Selon la position de l'International Society of Sports Nutrition (ISSN), la capacité à tenir l’effort en sport d'endurance dépend fortement de vos réserves glucidiques. Lorsque celles-ci diminuent, votre performance baisse progressivement.
Les risques d’une mauvaise stratégie alimentaire
Un plan d'alimentation pour marathon mal adapté peut entraîner un épuisement prématuré des réserves glucidiques. Aussi appelé « coup de barre », il se manifeste par : une baisse brutale de performance, une fatigue intense, des jambes lourdes, des difficultés de concentration et une sensation d'épuisement général.
Les troubles gastro-intestinaux tels que les nausées, douleurs gastriques, flatulences, ballonnements, diarrhées ou reflux sont fréquents en endurance. Ils peuvent être aggravés par une surcharge en fibres, une hydratation inadaptée, une mauvaise tolérance à certains gels, ou encore un apport glucidique trop tardif ou excessif (De Oliveira et al., 2014).
Vous pouvez également être confronté à une déshydratation ou à une hyponatrémie (dilution excessive du sodium sanguin liée à une consommation excessive d'eau).
Alimentation pour marathon : que manger la semaine avant ?
J-7 à J-4 : alimentation équilibrée
Pendant la première partie de la semaine pré-marathon, mangez équilibré et varié en privilégiant à chaque repas :
- une source de féculents (riz, pâtes, pommes de terre, pain, quinoa, etc.) ;
- une source de protéines (poisson, viande, œufs, produits laitiers, légumineuses, etc.) ;
- des matières grasses de qualité (huile d’olive, avocat, noix, etc.) ;
- des légumes crus ou cuits selon votre tolérance digestive ;
- un fruit ou une compote ou un produit sucré simple ;
- de l’eau comme boisson principale.
À partir du 4ᵉ jour précédant la course, commencez à réduire progressivement les aliments très riches en fibres comme les légumineuses, les céréales complètes ou certaines crudités.
J-3 à J-1 : la recharge glucidique (carb loading)
Les 36 à 48 heures avant la compétition sont une période clé.
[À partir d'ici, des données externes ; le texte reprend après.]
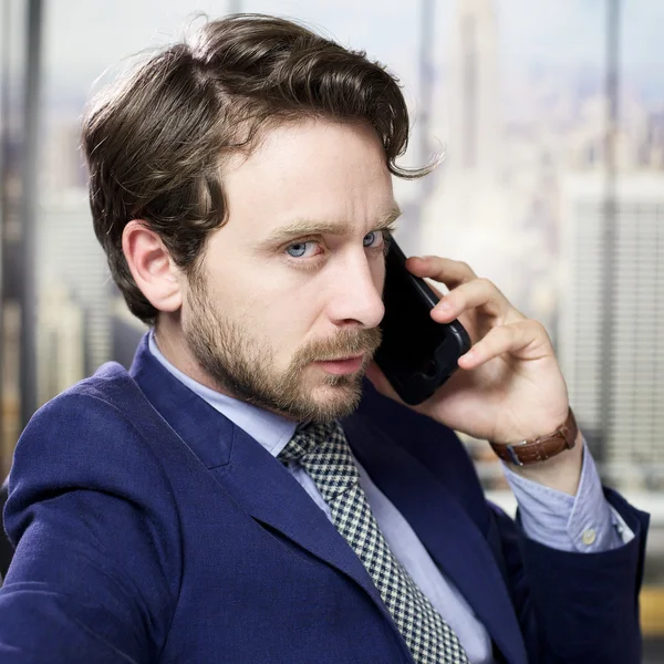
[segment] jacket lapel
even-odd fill
[[[256,521],[278,530],[355,581],[401,639],[371,577],[323,511],[282,464],[255,438],[173,376],[149,352],[145,336],[131,371],[147,400]]]
[[[362,416],[346,419],[344,430],[356,458],[466,598],[507,660],[526,664],[505,581],[475,522],[435,476],[386,436],[378,439],[380,434]]]

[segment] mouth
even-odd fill
[[[351,373],[355,373],[360,369],[362,369],[362,363],[364,362],[364,353],[360,355],[352,355],[350,357],[338,357],[333,360],[321,360],[319,362],[314,362],[313,364],[320,366],[323,371],[328,373],[342,376]]]

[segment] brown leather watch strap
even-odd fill
[[[532,440],[510,445],[501,443],[490,443],[490,445],[504,461],[517,466],[527,466],[528,464],[546,461],[566,449],[572,449],[578,435],[579,427],[570,408],[564,424],[548,436],[539,436],[539,438]]]

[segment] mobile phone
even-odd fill
[[[470,350],[470,338],[459,321],[437,323],[432,319],[438,300],[426,281],[408,272],[404,252],[390,239],[383,341],[374,360],[398,396],[411,405],[432,396]]]

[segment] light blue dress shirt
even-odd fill
[[[273,457],[291,439],[297,423],[215,392],[191,380],[164,357],[152,331],[149,350],[176,378],[256,438]],[[473,609],[436,567],[406,519],[376,487],[357,459],[354,461],[360,473],[360,485],[396,558],[456,632],[470,662],[492,664],[491,639]],[[291,463],[289,470],[331,520],[328,504],[302,466]],[[594,461],[587,447],[575,497],[525,479],[507,466],[505,473],[517,498],[521,525],[528,537],[557,549],[588,552],[619,547],[633,537],[618,512],[604,499]]]

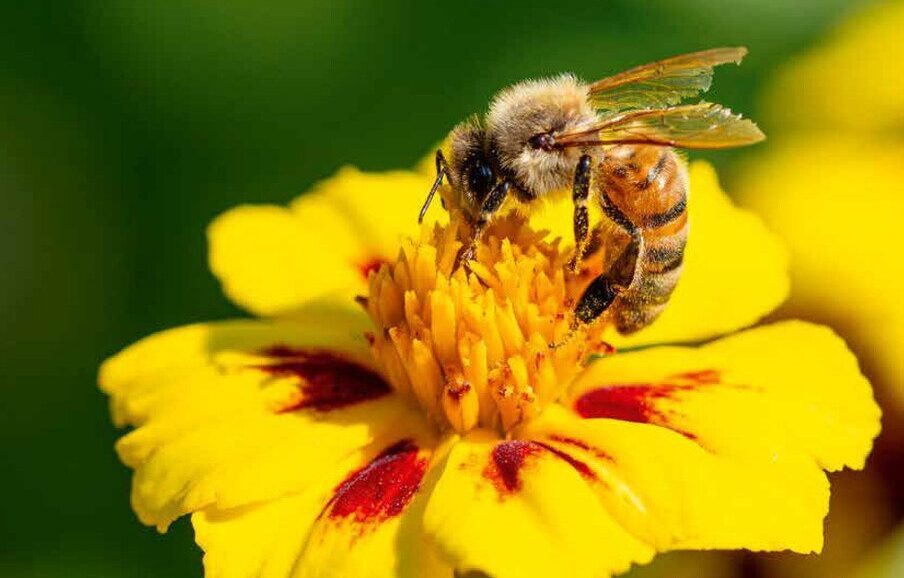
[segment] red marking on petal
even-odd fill
[[[597,447],[591,446],[590,444],[588,444],[588,443],[585,442],[584,440],[579,440],[579,439],[576,439],[576,438],[571,438],[571,437],[568,437],[568,436],[562,436],[562,435],[558,435],[558,434],[553,434],[553,435],[549,436],[549,439],[550,439],[551,441],[558,442],[558,443],[560,443],[560,444],[565,444],[565,445],[569,445],[569,446],[574,446],[574,447],[576,447],[576,448],[578,448],[578,449],[584,450],[585,452],[588,452],[588,453],[590,453],[590,454],[593,454],[594,457],[599,458],[599,459],[601,459],[601,460],[606,460],[606,461],[609,461],[609,462],[614,462],[614,461],[615,461],[615,458],[613,458],[612,456],[610,456],[609,454],[607,454],[607,453],[604,452],[603,450],[601,450],[601,449],[599,449],[599,448],[597,448]]]
[[[362,523],[398,516],[414,498],[426,471],[427,459],[417,445],[402,440],[339,484],[327,515]]]
[[[692,381],[696,385],[714,385],[720,383],[722,374],[717,369],[703,369],[700,371],[689,371],[687,373],[676,373],[672,376],[675,379]]]
[[[277,413],[298,409],[330,411],[378,399],[392,391],[377,373],[329,351],[274,345],[262,354],[279,361],[257,365],[255,369],[299,379],[298,400],[279,408]]]
[[[689,385],[639,384],[612,385],[585,392],[574,402],[583,418],[610,418],[638,423],[659,423],[665,414],[656,408],[658,399],[671,398],[676,391],[692,389]]]
[[[540,445],[524,440],[500,442],[490,454],[483,477],[493,482],[500,495],[518,491],[521,489],[521,468],[528,457],[541,449]]]
[[[575,469],[582,477],[596,480],[597,475],[585,462],[568,452],[537,441],[512,440],[496,444],[490,454],[490,461],[483,470],[483,477],[490,480],[500,497],[521,490],[521,471],[532,456],[547,451]]]
[[[361,273],[361,276],[364,277],[364,280],[370,277],[371,273],[377,273],[384,264],[389,264],[389,261],[383,259],[382,257],[373,257],[358,264],[358,271]]]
Dans la pratique, si vous courez le samedi, vous devez commencer à partir du mercredi à augmenter votre consommation de glucides jusqu’à atteindre 10 à 12 g par kilogramme de poids corporel selon votre niveau d’entraînement et votre tolérance digestive.
Cette surcharge, associée à une réduction du volume de vos entraînements, permet généralement d’augmenter efficacement les stocks de glycogène, sans recourir aux anciennes méthodes comme le régime dissocié modifié (Bussau et al., 2002).
Sources à privilégier :
- brioche, biscuits simples ;
- miel, sirop, confiture, jus de fruits ;
- pommes de terre (purée, vapeur, four) ;
- pain blanc, pâtes blanches, semoule, riz blanc ;
- banane mûre, compote de pomme, de poire, d’abricots…
Que manger la veille d’un marathon ?
Le dîner de la veille doit être riche en glucides, modéré en protéines, pauvre en graisses et en fibres. Consommez-le relativement tôt afin de limiter le risque d’inconfort digestif le lendemain matin (Thomas et al., 2016).
Exemple de repas :
- riz ou pâtes blanches ;
- filet d’huile d’olive ;
- légumes cuits en petite portion ;
- yaourt nature + fruit ou compote ;
- omelette, poulet grillé ou poisson maigre.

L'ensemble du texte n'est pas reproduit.